Interior Designer Allison Jaffe Brings Sophisticated Balance to 80s-Era Residence
The house’s entryway staircase was recently awarded first place at the ASID Design Excellence Awards for most unique design
Many interior designers prefer working on projects for new builds, where the architect leads the construction, and the design is on a fresh canvas. However, Allison Jaffe enjoys the challenge of remodeling older homes because she’s fully responsible for all of the decisions from start to finish. She creates construction drawings, collaborates with the clients on design selections and then works alongside the contractor to make sure it’s all implemented accordingly.

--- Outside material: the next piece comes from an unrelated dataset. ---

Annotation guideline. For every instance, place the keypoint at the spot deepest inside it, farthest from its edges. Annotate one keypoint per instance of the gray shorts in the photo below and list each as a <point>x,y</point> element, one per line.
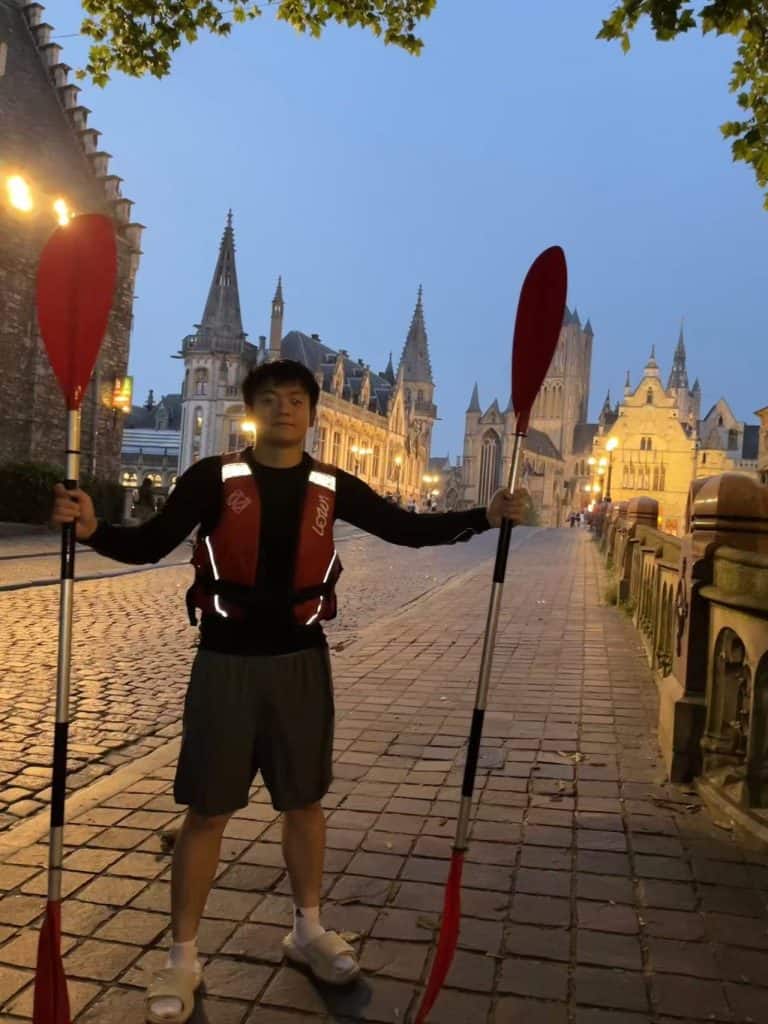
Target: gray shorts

Allison embraces the responsibility and creativity involved with giving new life to an older home. Allison originally studied neuropsychology at the University of Pittsburgh, so her background in the sciences likely contributes to her structured approach to tackling complex projects. When she did find her calling for interior design while working at an architectural temp agency after college, she immediately knew she wanted to focus on residential design. She went back to school almost immediately, and has now been designing since 2006.
One example of her more recent work is a home in the Great Hills neighborhood of northwest Austin. The homeowners, moving from San Francisco, had purchased a house that hadn’t been renovated since its original construction in the 80s. As professionals with no children, they wanted to settle down in a space that felt sophisticated but also homey.
Their biggest goal for the renovation was to open up the main area so that the entry and the kitchen were not closed off from each other. Allison designed an open staircase that brought the homeowners’ dream to life. The wall was removed so that light from the front door now seeps through the staircase beams and into the kitchen.
“I have the ability to stamp my construction drawings so my plans can go through the permitting process,” says Allison. She consults a structural engineer for load-bearing changes but can design and lead the architectural work, like the staircase in this case, all on her own. Oftentimes with remodels, problems can come up mid-project. “It’s imperative that we partner with really good contractors who know how to best manage remodels given all the factors,” says Allison.
The color blue, one that the couple gravitated toward in the original concepts, is also integrated throughout the space, from the blue cabinets to the mural Allison sourced for the dining room.
“I love that the couple was more adventurous,” she says. “It’s withheld, but there are some fun pops. You wouldn’t think it’s sitting in the Great Hills neighborhood of Austin.”
Because the kitchen was very small, they had to get creative to open up the space and make it functional. They removed the island, which was too invasive, added a wall and window where there was once a door, and then a countertop below the window that became a functional dining area with room for stools underneath. Allison designed a custom unit for all of the homeowners’ kitchen supplies, since the homeowner is an avid cook. The doors to the makeshift pantry open up and slide back so that they can store and then easily access all the contents.
The whole project took about six months, and all were thrilled with the end result. The entryway staircase was awarded first place at the ASID Design Excellence Awards last month for most unique design. Allison says that remodels like this are so gratifying to bring to life. “I get to give the house a whole new life and really pay respect to the home.”